Seriously...Buchanan hits a lot closer to home than Bush does on immigration, but he needs to pick up an economics textbook sometime. He comes off sounding like a Moveon.org intern that Al Gore is paying to throw rocks at a WTO protest.Here are some excerpts from an IEEE-USA position paper on offshore outsourcing that can be read in its entirety here. They don't need an economics textbook to understand what is happening:
--FreedomFlynnie
Forrester Research has projected that as many as 3.3 million white-collar jobs of all kinds and over $136 billion in wages will be moved from the United States to lower cost, offshore locations by 2015. Although the initial emphasis has been on routine service and technical support positions, the trend is expanding to include more complex engineering and design services. It is abundantly clear that many of the jobs being sent offshore were formerly held by U.S. engineers, computer scientists and other information technology professionals.The offshoring trend is particularly unsettling for American high-tech workers. The economy lost 3 million manufacturing jobs in the past decade.
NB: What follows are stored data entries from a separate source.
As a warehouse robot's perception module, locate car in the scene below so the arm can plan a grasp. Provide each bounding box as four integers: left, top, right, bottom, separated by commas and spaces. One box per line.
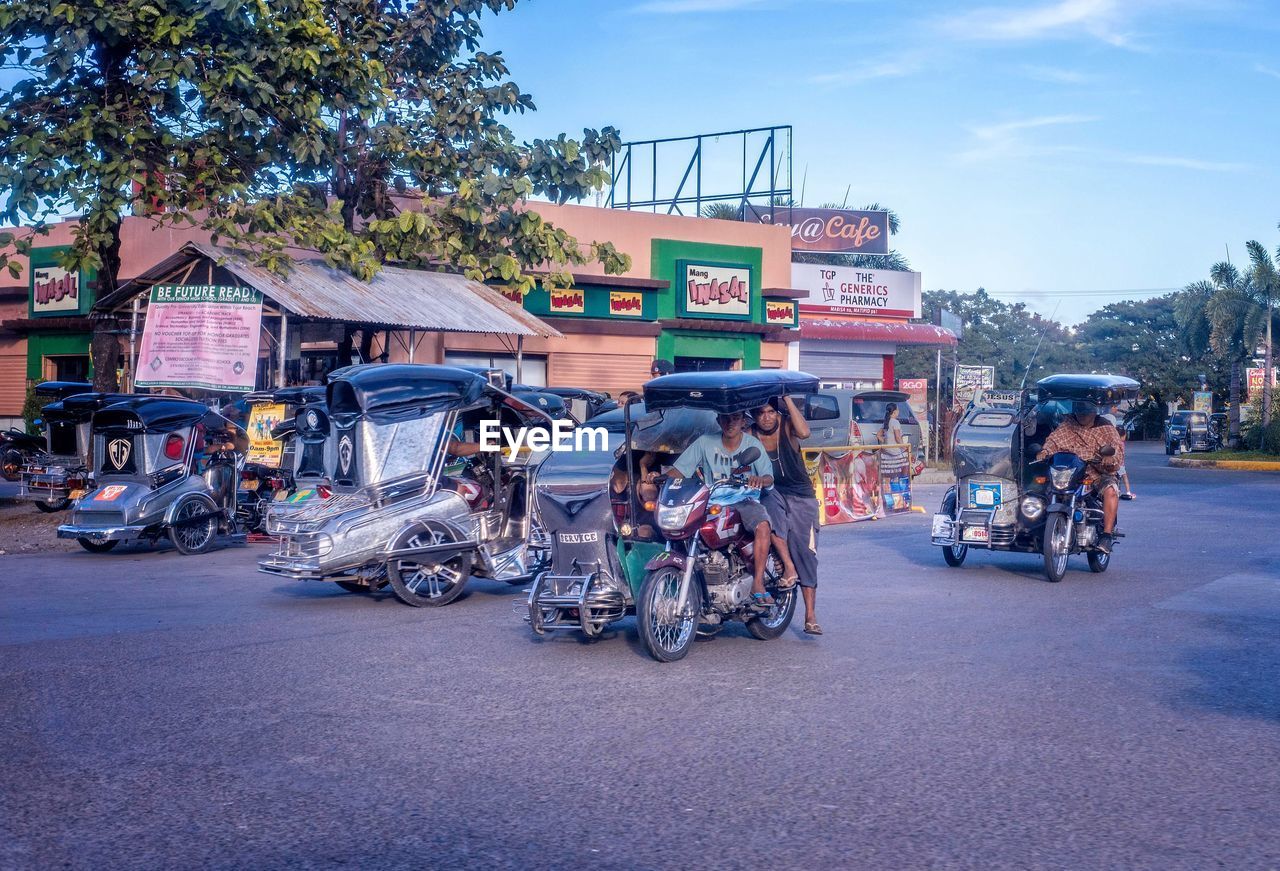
800, 389, 924, 474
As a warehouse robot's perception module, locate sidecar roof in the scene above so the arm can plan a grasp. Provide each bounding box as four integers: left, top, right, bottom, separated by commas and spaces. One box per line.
1036, 374, 1142, 403
93, 396, 221, 433
644, 369, 818, 414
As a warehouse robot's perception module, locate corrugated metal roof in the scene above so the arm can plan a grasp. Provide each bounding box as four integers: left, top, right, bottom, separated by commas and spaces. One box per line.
97, 242, 561, 338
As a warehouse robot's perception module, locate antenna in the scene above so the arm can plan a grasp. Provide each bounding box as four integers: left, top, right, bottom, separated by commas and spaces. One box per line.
1018, 297, 1062, 391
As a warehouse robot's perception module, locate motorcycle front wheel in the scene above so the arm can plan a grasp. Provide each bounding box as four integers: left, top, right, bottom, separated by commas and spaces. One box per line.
1043, 514, 1071, 584
636, 566, 701, 662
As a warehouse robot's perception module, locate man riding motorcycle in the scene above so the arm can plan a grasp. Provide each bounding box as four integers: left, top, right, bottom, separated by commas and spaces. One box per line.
646, 411, 773, 605
1037, 400, 1124, 553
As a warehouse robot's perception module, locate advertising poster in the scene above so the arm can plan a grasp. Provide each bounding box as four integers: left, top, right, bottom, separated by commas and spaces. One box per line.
791, 263, 922, 318
809, 451, 911, 526
246, 402, 288, 468
897, 378, 932, 456
954, 366, 996, 406
136, 284, 262, 391
746, 205, 888, 254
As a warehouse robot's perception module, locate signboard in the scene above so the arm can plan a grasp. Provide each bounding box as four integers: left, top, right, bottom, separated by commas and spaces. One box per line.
677, 260, 751, 320
791, 263, 920, 318
897, 378, 931, 456
136, 284, 262, 391
952, 366, 996, 405
1244, 366, 1280, 400
550, 288, 586, 315
764, 300, 796, 327
244, 402, 288, 468
609, 291, 644, 318
746, 205, 888, 254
American high-tech firms shed 560,000 jobs between 2001 and 2003, and expect to lose another 234,000 in 2004. The Commerce Department reports that the number of U.S. IT workers employed in all industries has declined by 8 percent since 2000. Although initially concentrated in the manufacturing sector and in low-skilled jobs, the Commerce Department says that "recent job losses have been widespread across most IT-goods and services producing industries, and across all IT skill levels." Some jobs are expected to return with a stronger economy, but the majority are probably gone for good. Offshore outsourcing will further compound that shrinkage.
...
IEEE-USA is particularly concerned that offshoring of engineering, computer science and other high tech jobs could eventually weaken America's leadership in technology and innovation, a threat that has serious implications for our national security as well as our economic competitiveness.
Fewer job opportunities and the downward pressures on wages that will occur as more and more scientific and engineering jobs are shifted to lower-cost, overseas locations are also likely to discourage many of America's best and brightest young people from pursuing careers in science and engineering.